At the risk of startling my readers I must express my opinion that it was because the incidents recorded were a reminiscence of something which had actually happened, and which, owing to the youth, and possible social position, of the victim, had made a profound impression upon the popular imagination.

For this is the story of an initiation (or perhaps it would be more correct to say the test of fitness for an initiation) carried out on the astral plane, and reacting with fatal results upon the physical.

We have already seen in the Naassene document that the Mystery ritual comprised a double initiation, the Lower, into the mysteries of generation, i.e., of physical Life; the higher, into the Spiritual Divine Life, where man is made one with God.[13]

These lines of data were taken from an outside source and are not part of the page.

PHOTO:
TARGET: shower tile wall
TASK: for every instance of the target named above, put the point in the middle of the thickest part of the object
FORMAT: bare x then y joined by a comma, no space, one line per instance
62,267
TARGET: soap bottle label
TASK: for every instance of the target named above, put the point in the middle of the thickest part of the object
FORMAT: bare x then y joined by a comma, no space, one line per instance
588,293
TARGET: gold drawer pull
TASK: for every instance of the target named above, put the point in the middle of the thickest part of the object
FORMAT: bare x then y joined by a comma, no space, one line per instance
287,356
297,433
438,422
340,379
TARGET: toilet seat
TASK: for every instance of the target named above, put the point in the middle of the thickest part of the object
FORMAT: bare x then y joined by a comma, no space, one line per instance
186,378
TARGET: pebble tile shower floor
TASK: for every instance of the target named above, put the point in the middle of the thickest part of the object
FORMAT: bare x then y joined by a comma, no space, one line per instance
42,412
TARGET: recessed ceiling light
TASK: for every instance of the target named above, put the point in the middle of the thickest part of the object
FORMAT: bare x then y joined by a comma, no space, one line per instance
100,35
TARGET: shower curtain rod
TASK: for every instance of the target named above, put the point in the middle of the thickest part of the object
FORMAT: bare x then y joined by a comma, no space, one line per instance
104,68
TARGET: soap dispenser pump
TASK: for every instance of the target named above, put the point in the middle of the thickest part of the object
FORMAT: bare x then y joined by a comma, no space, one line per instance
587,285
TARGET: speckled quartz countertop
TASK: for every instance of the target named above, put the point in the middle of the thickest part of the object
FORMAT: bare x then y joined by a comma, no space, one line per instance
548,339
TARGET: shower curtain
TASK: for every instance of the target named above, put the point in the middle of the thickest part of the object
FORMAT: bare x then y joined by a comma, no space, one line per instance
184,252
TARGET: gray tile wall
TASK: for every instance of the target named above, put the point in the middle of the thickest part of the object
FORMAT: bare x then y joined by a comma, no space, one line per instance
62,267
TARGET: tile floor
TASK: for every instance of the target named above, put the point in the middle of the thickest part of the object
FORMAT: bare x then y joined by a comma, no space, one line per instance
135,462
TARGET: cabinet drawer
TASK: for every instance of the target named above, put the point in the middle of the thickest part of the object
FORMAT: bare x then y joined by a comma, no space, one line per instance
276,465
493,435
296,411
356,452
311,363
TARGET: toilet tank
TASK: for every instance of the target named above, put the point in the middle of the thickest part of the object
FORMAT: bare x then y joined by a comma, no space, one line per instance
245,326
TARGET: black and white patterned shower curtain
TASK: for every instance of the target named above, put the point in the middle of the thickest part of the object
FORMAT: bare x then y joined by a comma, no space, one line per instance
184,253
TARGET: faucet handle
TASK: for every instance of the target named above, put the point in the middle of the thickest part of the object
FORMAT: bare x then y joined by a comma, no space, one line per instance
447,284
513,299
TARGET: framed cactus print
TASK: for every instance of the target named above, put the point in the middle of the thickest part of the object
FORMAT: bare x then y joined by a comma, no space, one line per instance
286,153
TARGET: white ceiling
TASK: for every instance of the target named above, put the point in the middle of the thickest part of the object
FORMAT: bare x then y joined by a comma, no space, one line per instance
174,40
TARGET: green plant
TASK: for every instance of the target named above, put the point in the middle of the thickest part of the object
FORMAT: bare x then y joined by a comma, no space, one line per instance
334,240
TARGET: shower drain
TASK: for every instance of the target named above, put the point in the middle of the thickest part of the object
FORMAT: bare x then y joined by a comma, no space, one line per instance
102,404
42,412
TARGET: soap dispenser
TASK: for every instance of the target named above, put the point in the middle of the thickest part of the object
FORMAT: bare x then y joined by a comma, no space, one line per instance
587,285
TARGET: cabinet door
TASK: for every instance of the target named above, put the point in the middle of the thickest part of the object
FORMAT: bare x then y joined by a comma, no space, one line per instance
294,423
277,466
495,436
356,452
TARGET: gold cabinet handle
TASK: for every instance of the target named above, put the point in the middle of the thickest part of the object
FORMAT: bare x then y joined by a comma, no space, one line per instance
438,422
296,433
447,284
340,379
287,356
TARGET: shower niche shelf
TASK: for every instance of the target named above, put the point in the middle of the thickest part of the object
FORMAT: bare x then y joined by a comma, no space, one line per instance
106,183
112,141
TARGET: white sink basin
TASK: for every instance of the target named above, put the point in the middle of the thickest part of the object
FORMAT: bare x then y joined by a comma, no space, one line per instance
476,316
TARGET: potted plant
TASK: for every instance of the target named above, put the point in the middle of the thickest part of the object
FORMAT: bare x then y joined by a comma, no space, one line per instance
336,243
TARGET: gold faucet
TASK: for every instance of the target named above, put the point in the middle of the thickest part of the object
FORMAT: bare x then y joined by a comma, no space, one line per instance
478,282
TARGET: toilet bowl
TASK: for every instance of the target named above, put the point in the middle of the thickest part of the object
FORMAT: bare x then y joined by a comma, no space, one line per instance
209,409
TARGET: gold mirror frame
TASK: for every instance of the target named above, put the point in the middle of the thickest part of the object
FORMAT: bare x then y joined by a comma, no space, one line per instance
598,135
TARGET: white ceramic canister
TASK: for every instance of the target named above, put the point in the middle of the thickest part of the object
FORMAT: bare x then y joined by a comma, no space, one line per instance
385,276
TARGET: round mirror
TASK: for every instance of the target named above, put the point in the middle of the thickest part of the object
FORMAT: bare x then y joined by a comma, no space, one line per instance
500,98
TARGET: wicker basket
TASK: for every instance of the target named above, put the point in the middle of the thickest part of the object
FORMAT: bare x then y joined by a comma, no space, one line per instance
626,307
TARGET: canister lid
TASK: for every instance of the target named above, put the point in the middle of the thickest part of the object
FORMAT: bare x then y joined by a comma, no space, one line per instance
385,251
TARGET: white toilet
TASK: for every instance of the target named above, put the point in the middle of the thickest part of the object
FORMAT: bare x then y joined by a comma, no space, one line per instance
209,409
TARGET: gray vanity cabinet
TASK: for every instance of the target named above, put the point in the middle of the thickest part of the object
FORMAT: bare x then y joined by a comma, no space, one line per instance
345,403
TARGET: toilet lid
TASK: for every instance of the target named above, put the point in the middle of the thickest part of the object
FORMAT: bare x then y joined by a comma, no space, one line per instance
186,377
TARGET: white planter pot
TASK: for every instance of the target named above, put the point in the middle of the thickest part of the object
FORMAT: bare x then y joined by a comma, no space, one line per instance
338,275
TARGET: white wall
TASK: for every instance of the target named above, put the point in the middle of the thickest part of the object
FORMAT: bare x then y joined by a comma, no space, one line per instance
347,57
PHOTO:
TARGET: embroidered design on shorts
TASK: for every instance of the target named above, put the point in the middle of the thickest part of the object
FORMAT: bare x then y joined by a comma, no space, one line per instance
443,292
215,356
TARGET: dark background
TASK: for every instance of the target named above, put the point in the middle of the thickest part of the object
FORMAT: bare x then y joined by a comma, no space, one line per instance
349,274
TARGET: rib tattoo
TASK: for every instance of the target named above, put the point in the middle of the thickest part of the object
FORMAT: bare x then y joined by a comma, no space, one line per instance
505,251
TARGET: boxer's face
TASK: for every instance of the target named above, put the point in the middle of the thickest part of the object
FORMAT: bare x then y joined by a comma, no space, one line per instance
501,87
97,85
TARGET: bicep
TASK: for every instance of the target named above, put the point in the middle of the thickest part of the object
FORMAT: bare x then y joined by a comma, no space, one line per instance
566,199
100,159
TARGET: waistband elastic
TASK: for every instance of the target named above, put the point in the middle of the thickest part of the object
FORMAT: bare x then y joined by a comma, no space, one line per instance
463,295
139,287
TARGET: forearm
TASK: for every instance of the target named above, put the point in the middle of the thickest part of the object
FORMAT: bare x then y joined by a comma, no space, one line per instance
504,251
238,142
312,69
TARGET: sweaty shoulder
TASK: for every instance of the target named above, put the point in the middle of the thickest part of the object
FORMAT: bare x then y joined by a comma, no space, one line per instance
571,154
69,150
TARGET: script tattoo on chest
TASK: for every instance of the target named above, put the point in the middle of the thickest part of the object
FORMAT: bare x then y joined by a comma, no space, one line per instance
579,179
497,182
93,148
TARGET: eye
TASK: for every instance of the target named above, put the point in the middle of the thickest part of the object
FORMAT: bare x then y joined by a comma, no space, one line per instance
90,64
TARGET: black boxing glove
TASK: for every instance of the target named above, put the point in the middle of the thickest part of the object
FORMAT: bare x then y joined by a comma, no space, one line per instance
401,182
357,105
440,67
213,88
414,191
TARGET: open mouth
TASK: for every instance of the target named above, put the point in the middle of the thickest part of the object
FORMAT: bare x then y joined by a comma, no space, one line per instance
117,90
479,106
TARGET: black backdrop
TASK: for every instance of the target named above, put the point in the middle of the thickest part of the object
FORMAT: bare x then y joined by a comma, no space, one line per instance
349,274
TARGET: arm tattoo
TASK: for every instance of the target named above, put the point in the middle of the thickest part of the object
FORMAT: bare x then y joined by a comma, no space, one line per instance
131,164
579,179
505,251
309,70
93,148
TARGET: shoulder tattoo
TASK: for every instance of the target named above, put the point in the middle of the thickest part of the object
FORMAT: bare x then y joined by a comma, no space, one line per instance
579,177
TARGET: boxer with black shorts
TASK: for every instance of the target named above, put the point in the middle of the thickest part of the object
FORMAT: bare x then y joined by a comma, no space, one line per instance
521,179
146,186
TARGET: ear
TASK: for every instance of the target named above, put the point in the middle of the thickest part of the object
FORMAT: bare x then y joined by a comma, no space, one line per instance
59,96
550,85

Some years ago I offered the suggestion that the test for the primary initiation, that into the sources of physical life, would probably consist in a contact with the horrors of physical death, and that the tradition of the Perilous Chapel, which survives in the Grail romances in confused and contaminated form, was a reminiscence of the test for this lower initiation.[14] This would fully account for the importance ascribed to it in the Bleheris-Gawain form, and for the asserted connection with the Grail.  It was not till I came to study the version of the Perlesvaus, with a view to determining its original provenance, that I recognized its extreme importance for critical purposes.  The more one studies this wonderful legend the more one discovers significance in what seem at first to be entirely independent and unrelated details.  If the reader will refer to my Notes on the Perlesvaus, above referred to, he will find that the result of an investigation into the evidence for locale pointed to the conclusion that the author of the Histoire de Fulk Fitz-Warin and most probably also the author of the Perlesvaus before him, were mistaken in their identification, that there was no tradition of any such Chapel in Shropshire, and consequently no tale of its foundation, such as the author of the Histoire relates.  But I was also able to show that further north, in Northumberland, there was also a Blanchland, connected with the memory of King Arthur, numerous dedications to Saint Austin, and a tradition of that Saint driving out the local demons closely analogous to the tale told of the presumed Shropshire site.  I therefore suggested that inasmuch as the Perlesvaus represented Arthur as holding his court at Cardoil (Carlisle), the Northern Blanchland, which possessed a Chapel of Saint Austin, and lay within easy reach, was probably the original site rather than the Shropshire Blaunche Launde, which had no Chapel, and was much further away.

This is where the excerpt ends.